Re: resolving ISSUE-47: Can SPARQL-based constraints access the shape graph, and how? from Holger Knublauch on 2015-06-15 (public-data-shapes-wg@w3.org from June 2015)

From: Holger Knublauch <holger@topquadrant.com>
Date: Mon, 15 Jun 2015 14:43:58 +1000
To: public-data-shapes-wg <public-data-shapes-wg@w3.org>
Message-ID: <557E580E.1040200@topquadrant.com>
On 6/15/2015 14:16, Dimitris Kontokostas wrote:
>
> > Here is another case, for named graph access in general. Assume you 
> want to validate that certain terms from a given query graph are also 
> present as SKOS concepts in some other graph. That SKOS named graph is 
> not accessible to the server running dbpedia. With the general SPARQL 
> endpoint scenario this is not implementable unless the endpoint can 
> call out to external named graphs. So endpoints are very limited 
> already, but this limitation shouldn't propagate into every use case.
> >
>
> This is just applying shacl in the union of two graphs. Not related to 
> the shacl graph or ?shapesGraph
>

Let me clarify what I mean: Assuming you have a local thesaurus stored 
in a named graph on the dataset that starts the validation. Now you want 
to validate that certain values from your data graph are also present in 
the reference thesaurus. You would have queries such as

SELECT ?this
WHERE {
     ?this ex:someProperty ?value .
     FILTER NOT EXISTS {
         GRAPH <http://my.local.graph> {
             ?something skos:prefLabel ?value .
         }
     }
}

As soon as you have such scenarios, the SPARQL endpoint would need to be 
able to access the same named graphs as the local dataset. Running them 
over a union graph would work but then your endpoint becomes just 
another wrapped graph (which is fine by me but will have poor 
performance). Scenarios where the data graph is outside of the query 
dataset are generally problematic and need to be detected in advance. 
Below you state that you want to forbid ?shapesGraph because people may 
use it for the wrong reasons. Ok, then you also need to remove GRAPH 
from SPARQL, because it may also lead to unsupported scenarios. 
?shapesGraph is just one named graph among others - the problem is more 
general.

> Sound and complete recursion is hard to optimize but a workaround 
> would be possible with precomputed prevalence and detection queries up 
> to a fixed level.
>
> Regarding recursion, IMHO it might be convenient for some cases but 
> there are very few cases where it is actually needed and supporting it 
> will not be easy.
>

We probably should do a strawpoll whether we can disallow recursion in 
general, just to get an update on where people stand. The last time I 
looked there was a lot of support for recursion, e.g. from ShEx people. 
I personally have no strong opinion.

> > nor SHACL functions nor blank node treatment.
>
> I don't see anything special with blank nodes. OK Jena has some 
> additional utility functions but there spec shouldn't rely on third 
> party libraries.
>

The difference is that if you get constraint violations about blank 
nodes from a SPARQL end point, there is no way to communicate to the 
user where to find this node, because it will have a different ID each 
time. In graphs and datasets this is more consistent. Does this mean we 
should now generally disallow running SHACL over blank nodes, only 
because SPARQL endpoints don't fully support them? I don't think so, but 
this would be a consequence of the lowest-common-denominator approach.

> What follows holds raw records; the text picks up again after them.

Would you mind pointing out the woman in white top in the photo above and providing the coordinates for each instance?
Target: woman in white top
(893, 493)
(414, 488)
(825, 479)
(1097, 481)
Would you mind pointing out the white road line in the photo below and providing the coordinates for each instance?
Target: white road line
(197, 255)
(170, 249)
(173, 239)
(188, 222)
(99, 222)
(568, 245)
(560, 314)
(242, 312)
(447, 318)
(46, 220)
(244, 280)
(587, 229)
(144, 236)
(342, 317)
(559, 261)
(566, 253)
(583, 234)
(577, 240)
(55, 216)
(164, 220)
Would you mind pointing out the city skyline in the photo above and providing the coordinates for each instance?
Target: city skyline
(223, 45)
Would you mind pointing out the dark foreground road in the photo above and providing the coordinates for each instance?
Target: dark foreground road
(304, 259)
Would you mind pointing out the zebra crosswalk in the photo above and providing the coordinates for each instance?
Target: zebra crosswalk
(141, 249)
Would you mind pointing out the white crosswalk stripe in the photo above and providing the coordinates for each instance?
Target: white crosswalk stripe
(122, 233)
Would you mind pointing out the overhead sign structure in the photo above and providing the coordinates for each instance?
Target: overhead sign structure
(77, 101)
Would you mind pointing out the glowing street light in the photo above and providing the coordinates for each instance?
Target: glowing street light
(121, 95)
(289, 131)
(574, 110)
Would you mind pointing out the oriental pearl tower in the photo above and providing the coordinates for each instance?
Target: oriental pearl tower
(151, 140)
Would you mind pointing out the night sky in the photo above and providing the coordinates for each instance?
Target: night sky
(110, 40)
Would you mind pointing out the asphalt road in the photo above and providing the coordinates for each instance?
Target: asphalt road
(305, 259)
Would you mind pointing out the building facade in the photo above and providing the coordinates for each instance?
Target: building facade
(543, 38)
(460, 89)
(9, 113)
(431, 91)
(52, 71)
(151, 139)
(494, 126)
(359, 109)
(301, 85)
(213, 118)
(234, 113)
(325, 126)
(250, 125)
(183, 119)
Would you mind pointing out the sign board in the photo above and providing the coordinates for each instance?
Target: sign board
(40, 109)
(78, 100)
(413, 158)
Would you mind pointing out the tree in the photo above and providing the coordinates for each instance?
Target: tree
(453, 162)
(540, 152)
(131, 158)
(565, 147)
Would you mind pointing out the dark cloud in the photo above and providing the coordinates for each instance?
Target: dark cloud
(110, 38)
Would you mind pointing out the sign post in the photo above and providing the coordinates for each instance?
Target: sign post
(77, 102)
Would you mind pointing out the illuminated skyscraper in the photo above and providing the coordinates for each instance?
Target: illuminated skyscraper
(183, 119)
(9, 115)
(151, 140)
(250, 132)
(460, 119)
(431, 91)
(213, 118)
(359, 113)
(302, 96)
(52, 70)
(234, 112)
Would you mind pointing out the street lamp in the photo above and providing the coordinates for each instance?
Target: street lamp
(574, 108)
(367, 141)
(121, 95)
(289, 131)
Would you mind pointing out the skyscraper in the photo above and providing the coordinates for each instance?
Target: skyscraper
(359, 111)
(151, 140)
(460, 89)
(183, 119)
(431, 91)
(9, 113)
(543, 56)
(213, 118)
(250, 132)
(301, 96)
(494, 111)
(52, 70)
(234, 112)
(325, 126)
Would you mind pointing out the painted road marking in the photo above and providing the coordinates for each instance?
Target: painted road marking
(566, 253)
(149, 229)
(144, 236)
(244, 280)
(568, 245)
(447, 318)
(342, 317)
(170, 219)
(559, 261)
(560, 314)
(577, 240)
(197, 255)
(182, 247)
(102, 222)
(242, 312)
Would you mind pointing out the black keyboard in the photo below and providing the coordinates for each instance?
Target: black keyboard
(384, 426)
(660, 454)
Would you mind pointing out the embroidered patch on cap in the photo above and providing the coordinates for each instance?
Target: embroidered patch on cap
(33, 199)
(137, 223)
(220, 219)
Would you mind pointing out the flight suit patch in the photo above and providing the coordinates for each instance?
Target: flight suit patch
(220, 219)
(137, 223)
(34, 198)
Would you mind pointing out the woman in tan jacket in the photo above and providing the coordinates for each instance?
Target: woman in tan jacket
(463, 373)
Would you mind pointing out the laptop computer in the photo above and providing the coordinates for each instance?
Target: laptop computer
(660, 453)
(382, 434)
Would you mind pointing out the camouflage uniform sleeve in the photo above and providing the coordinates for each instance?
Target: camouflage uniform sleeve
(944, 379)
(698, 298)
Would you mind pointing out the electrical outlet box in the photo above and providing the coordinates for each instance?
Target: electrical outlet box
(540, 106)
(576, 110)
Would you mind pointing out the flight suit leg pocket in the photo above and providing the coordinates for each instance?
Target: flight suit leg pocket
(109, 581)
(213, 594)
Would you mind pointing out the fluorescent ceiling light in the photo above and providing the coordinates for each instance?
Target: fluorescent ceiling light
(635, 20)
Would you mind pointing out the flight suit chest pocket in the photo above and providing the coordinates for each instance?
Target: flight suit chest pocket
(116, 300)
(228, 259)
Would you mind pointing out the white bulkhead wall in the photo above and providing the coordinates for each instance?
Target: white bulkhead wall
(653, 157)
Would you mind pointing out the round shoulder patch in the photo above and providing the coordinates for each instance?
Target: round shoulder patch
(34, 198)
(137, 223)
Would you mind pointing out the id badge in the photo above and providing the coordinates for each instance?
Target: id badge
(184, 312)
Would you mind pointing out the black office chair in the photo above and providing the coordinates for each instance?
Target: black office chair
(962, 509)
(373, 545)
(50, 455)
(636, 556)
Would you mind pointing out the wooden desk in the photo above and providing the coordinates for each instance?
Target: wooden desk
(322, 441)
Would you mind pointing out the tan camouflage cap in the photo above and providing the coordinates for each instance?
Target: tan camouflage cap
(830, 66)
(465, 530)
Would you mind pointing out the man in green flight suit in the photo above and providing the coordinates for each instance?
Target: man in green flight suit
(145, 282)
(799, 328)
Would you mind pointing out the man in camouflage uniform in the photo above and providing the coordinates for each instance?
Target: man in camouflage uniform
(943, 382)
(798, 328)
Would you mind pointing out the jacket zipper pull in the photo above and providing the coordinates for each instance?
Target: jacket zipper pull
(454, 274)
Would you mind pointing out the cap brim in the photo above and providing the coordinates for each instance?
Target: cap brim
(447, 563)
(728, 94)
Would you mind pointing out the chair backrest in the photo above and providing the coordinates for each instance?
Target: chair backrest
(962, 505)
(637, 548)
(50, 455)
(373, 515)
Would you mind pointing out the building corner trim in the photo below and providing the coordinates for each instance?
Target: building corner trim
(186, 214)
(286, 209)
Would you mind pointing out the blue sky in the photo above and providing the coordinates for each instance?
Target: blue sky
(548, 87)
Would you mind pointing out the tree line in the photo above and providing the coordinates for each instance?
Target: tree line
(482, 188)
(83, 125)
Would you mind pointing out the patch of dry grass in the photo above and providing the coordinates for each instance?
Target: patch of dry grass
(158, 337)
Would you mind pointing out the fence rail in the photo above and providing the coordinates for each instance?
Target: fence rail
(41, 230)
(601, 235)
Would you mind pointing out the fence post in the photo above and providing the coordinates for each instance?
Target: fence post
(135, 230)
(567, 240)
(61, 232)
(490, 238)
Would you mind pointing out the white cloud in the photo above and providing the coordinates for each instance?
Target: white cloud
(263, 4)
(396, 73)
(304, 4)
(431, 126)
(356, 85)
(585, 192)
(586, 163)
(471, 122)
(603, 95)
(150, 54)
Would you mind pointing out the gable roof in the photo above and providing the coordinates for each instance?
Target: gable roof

I believe we need to generally accept that your execution environments 
will be heterogeneous, and not every scenario can handle all possible 
SHACL files. Once we have accepted this, it is a matter of defining the 
boundaries and fallback mechanisms. I believe it was Ted in the last 
meeting who suggested that on the web, languages should fail gracefully 
if they encounter cases that they cannot handle. Running SHACL against 
SPARQL endpoints will have such limitations.

Regards,
Holger
Received on Monday, 15 June 2015 04:46:14 UTC